Un primo riconoscimento istituzionale per Caregiver familiari: ora servono risorse adeguate e tempi certi

«Accogliamo con attenzione e senso di responsabilità l’approvazione del disegno di legge sul caregiver familiare», dichiara Anna Fiorà Frattaroli, Presidente di Federcasalinghe Abruzzo. «Si tratta di un primo passo importante verso il riconoscimento di un lavoro di cura che per troppo tempo è rimasto invisibile, nonostante rappresenti un pilastro fondamentale del nostro sistema di welfare».

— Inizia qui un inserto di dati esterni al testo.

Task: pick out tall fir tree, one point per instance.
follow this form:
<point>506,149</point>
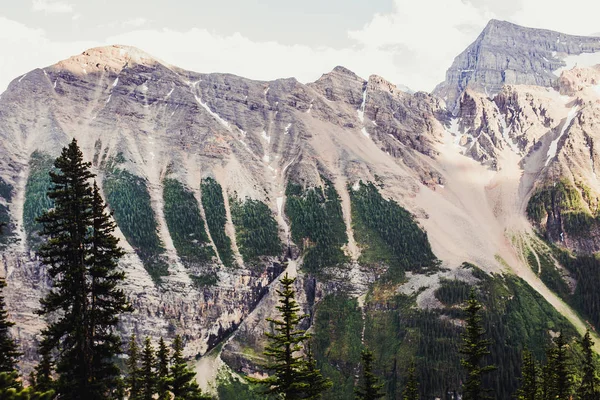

«Le risorse previste per il 2026 risultano ancora insufficienti, mentre dal 2027 è previsto uno stanziamento più consistente, pari a oltre 256 milioni di euro», ha dichiarato l'On Federica Rossi Gasparrini, Presidente Nazionale di Obiettivo Famiglia - Federcasalinghe che ha proseguito: «Fino ad oggi la figura del caregiver è stata legata quasi esclusivamente alla Legge 104 e al lavoro retribuito, escludendo chi svolge attività di cura non remunerata, spesso in condizioni di totale dedizione e convivenza con la persona assistita».
L'On Federica Rossi Gasparrini ha partecipato alle numerose ed importanti riunioni del Tavolo tecnico "Caregiver" istituito dal Ministro alla Disablità, On. Locatelli e ha ottenuto che il disegno di legge contenesse due principi legati al riconoscimento economico per l'attività svolta: che il Caregiver fosse convivente e che prestasse la sua attività di cura H24.
«Ora - conclude Anna Fiorà Frattaroli - è indispensabile seguire con attenzione l’iter parlamentare affinché questi principi vengano confermati e rafforzati. Il lavoro di cura non può più essere considerato un fatto privato o un dovere silenzioso: è un lavoro a tutti gli effetti, che merita diritti, riconoscimento e dignità».